The objective of having community colleges is to provide low-cost education to those who, for whatever reason, find four-year universities inaccessible. The idea behind supporting and subsidizing non-profit community colleges seems to be to give opportunity specifically to low-income students, those who require flexibility in education and those looking to acquire real world skills without the protracted course of study offered by full-time four year universities.

Beyond that, these schools are most-definitely not for profit, which should take them off the government’s radar when it comes to budget cuts and federal loan determinations. They are nearly the perfect fit for the administration’s alleged commitment to bettering the quality of life for all Americans, since they eat up taxpayer funds and require intense oversight, yet their non-profit status allows them to function outside of the market, allowing the ranks of teachers to become permeated with the unqualified and, more importantly, the Democratic, without fear of backlash from consumers. In short, their format and existence is beloved by the Department of Education.

And yet, they, too, live in fear of the administration’s heavy hand.

More than one million community college students in 31 states do not have access to federal student loans because their institutions choose not to offer them, according to a new report by the Project on Student Debt. (The report is a followup to a 2008 study by the group, and finds modest changes since then.) Many community college administrators fear that participation in the federal loan program would put their students at risk of losing federal financial aid if too many students at the institutions do not repay their loans. The report notes that there are “persistent racial and ethnic disparities,” with nearly one in five Native American students and one in six African-American students attending community colleges that do not participate in the federal loan program.

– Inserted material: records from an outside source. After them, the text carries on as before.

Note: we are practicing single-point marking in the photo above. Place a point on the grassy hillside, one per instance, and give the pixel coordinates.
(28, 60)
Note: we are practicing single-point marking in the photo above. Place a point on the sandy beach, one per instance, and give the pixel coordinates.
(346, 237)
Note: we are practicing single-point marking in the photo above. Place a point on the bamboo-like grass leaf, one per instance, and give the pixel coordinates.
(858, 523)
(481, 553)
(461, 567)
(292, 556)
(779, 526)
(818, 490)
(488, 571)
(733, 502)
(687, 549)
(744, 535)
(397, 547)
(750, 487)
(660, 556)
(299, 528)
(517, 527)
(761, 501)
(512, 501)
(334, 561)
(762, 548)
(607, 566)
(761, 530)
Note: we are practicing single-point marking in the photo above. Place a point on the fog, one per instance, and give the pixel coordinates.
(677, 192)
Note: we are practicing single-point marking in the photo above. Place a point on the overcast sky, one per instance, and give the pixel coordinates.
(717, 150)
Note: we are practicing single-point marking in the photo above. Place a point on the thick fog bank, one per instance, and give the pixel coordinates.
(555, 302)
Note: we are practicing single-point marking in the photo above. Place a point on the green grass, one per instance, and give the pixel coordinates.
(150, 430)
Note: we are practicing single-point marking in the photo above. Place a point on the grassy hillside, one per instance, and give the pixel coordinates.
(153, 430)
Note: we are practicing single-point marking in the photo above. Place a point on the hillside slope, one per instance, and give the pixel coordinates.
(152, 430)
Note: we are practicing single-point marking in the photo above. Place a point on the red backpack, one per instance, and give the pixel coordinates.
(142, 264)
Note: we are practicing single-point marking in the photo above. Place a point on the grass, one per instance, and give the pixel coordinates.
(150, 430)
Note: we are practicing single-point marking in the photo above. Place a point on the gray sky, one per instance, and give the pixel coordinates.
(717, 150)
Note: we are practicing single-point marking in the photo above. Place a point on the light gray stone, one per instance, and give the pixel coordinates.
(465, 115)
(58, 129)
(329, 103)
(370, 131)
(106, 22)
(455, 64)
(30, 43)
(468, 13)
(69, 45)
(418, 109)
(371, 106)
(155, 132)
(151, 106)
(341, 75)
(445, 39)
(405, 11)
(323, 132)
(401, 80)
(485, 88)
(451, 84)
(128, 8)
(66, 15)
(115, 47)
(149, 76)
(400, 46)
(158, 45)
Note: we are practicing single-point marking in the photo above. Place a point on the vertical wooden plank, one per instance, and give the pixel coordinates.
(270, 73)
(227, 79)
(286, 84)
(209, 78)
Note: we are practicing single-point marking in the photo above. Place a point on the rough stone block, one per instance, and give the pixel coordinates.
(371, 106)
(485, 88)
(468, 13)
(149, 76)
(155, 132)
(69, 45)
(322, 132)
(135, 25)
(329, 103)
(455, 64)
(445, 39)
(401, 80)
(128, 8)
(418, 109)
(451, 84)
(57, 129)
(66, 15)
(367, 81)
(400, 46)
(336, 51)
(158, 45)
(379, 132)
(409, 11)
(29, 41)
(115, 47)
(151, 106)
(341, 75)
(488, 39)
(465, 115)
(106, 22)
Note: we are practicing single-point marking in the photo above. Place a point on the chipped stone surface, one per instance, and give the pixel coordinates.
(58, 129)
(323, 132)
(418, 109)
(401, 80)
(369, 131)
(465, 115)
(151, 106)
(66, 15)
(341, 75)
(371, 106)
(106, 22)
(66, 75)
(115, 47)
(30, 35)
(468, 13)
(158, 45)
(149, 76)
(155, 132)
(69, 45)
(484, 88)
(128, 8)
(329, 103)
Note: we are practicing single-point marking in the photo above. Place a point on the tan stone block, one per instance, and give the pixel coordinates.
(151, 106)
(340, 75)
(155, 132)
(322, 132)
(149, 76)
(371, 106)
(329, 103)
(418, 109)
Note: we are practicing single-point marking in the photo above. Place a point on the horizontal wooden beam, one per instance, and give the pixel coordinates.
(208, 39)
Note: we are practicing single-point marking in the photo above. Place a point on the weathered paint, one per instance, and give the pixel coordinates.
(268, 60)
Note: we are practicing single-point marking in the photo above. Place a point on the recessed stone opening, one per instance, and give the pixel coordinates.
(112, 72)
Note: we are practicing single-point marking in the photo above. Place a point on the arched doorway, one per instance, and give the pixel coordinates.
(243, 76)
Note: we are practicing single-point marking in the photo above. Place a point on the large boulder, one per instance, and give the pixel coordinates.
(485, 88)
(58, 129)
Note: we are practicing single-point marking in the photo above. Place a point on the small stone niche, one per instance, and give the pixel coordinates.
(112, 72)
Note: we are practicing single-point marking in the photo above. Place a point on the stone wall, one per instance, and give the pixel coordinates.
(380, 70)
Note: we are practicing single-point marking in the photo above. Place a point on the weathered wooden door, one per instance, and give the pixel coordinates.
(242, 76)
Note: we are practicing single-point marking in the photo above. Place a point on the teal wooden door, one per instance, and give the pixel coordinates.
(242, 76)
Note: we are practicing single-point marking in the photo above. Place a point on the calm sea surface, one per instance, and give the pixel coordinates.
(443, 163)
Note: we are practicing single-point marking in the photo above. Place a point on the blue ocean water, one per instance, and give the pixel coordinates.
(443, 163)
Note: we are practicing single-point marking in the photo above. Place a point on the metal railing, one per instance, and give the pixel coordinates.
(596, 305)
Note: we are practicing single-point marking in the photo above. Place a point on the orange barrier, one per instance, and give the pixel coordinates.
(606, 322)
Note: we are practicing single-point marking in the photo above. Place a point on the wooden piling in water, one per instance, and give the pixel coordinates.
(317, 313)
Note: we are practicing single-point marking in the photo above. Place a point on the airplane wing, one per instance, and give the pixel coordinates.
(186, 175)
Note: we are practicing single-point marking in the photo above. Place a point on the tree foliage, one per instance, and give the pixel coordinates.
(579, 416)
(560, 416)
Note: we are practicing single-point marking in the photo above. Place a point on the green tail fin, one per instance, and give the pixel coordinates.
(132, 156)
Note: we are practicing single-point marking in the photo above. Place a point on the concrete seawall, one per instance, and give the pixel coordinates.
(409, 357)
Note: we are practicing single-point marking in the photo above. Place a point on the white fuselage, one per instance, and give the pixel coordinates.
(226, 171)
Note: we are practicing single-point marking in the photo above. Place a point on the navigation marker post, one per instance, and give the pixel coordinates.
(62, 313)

That fear stems from the administration’s recent and ongoing attack on for-profit colleges. Looking to run the institutions out of business, officials in the Department of Education, their cronies in Congress and a host of characters from Wall Street and beyond have been looking for ways to destroy the institutions’ student body. Their most effective weapon? The so-called “Gainful Employment” rule, which ties available federal funding directly to the success for-profit college graduates have in finding a job. Never mind that four-year institutions, which as of late have had miserable job-placement rates, have seen federal student loan increase even as the economy has declined, or that for-profit colleges tend to serve the under-privileged, lower-income and minority communities, they’ve continued with their attacks unabated. Now, community colleges, who face the same hurdles as for-profits, fear that the administration will respond to their rates of success with a similar backhand.

In response, they’ve kept federal loan rates low, preferring to take government subsidies rather than federal grants. That means, of course, that the schools are receiving the money their students might have normally, using tax dollars to cover overhead, teachers salaries and other expenses. Their students, who, like at for-profits, number among the under-privileged, lower-income and minority communities, who could use the federal grant money for housing, food and shelter while they work to better their lives are forced to look for assistance from private loans or forgo education entirely.

Think about that carefully. These organizations, who would rather allow their students to go without grant money lest they take federal loans and default, are lauded as models by the federal government that claims it has done so much to help the poor. If they allowed these students to take the loans, they would be terrible institutions, and likely targeted just like for-profit institutions. But because they would rather take the money for themselves than for the students, the government believes they are, for lack of a better word, good. The government is, in essence, encouraging even it’s own entities to become wastes of taxpayer dollars instead of allowing individuals looking for education and opportunity to become good uses for taxpayer investment.

Of course, this would probably be the logic they’d teach in four year institutions.